Solving a customer service crisis with rapid development
The RiksTV TV network is in the middle of a transformation, as internet streaming replaces traditional broadcasting. In this interview their Platform Manager, Anders Kalland, tells us how they solved a customer support crisis: by building exactly the tools the customer service team needed, in record time, using Anvil.
You can listen to our conversation on RiksTV’s episode of the Anvil podcast, Stories From the Workshop, or read the full interview below.
Our customer service centre was struggling to keep up. We needed to build a user interface on top of our data, so that the representative could get the information they needed to help a specific customer.
Anvil provided basically everything I needed, straight out of the box. I built something the customer support team could use in a week or two.
Anders Kalland
Platform Manager, RiksTV
So, who are RiksTV, and what do you do there?
We’re a pay-TV service - the third-largest in Norway. I’m the Platform Manager, and my job is running as fast as I can to keep up.
I used to manage all of the back-end operations for our streaming service, but the teams keep growing with the services we offer, so now I only do most of it. Traditionally my role has been everything from designing solutions for how everything is supposed to work, to ordering technology, to quality assurance and specifications for third party developers.
How does TV broadcasting actually work these days?
Originally we were purely terrestrial, transmitting to old-fashioned antennas outside. But over the last 10 years or so, like the rest of the industry, we’ve started streaming online and on IPTV. Now you can access RiksTV via your TV, on your web browser, or via an app.
We get a live feed from each TV channel we carry, like NRK. It gets transcoded from a high-quality “contribution format” to a consumer distribution format, which will play on a normal TV. For traditional antenna delivery, we encode it in what’s called a Statmux, and we send the Statmux around the country to different transmitters - basically big antennas on top of mountains. You will have an antenna on your roof which is pointed at this antenna, which pulls down this signal and decodes it and shows it on your TV through a set-top box or in-TV decoder. That’s the traditional broadcasting setup.
With internet streaming, we take the same source contribution signal and run it into a different encoder, to create multiple video qualities. For internet broadcast you need to make room for different bit rates (qualities) so that if you’re on a bad internet connection you should at least be able to see something, and if you’re on a good internet connection, you can see something good. We then take those 4-6 different qualities and package them in a standard streaming format (DASH or HLS) and push it to a CDN. The client can then download it from the network onto the mobile device, computer or TV.
So the device is pulling the data from the network, rather than the network sending it?
Exactly. The device chooses the best video quality it believes it can download without causing any interruption to your viewing experience.
How much data do you ship?
We’re talking petabytes per month. We’re streaming twice as much this year as we did the year before, and it doubled the year before that too. So it’s a substantial growth in the amount of content we’re pushing out as people are getting more and more used to using streaming services.

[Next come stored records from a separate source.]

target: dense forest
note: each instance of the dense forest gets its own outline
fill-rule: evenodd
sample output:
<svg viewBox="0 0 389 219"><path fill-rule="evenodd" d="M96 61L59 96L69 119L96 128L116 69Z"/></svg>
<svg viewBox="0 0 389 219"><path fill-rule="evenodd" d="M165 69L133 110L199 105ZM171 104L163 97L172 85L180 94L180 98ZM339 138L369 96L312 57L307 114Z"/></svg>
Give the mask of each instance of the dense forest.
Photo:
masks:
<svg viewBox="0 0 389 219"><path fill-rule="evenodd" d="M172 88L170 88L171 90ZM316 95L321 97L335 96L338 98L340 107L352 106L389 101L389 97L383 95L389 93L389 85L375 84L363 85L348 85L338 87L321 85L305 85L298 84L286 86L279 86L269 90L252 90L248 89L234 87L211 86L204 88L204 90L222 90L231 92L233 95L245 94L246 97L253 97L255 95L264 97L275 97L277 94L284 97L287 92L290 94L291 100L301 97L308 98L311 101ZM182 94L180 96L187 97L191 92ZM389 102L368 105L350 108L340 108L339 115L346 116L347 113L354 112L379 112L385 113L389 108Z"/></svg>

Today more than half of our users are able to stream, but on the whole they still use whatever they used before to watch TV. But if you’re watching RiksTV through a set-top box, then as a consumer you won’t necessarily know when you’re watching a broadcast or a streaming service - it’s just seamlessly integrated.
Anders Kalland
Platform Manager, RiksTV
That’s a fast rollout! What challenges did you encounter?
We rolled out the whole streaming service over only a few months. Suddenly we had many thousands of users using these services, and our customer service centre was struggling to keep up. We didn’t have the tools in ready for the customer centre to troubleshoot ahead of time. In the beginning it was a case of doing the best you can to provide service. I was providing direct service myself, troubleshooting for the team.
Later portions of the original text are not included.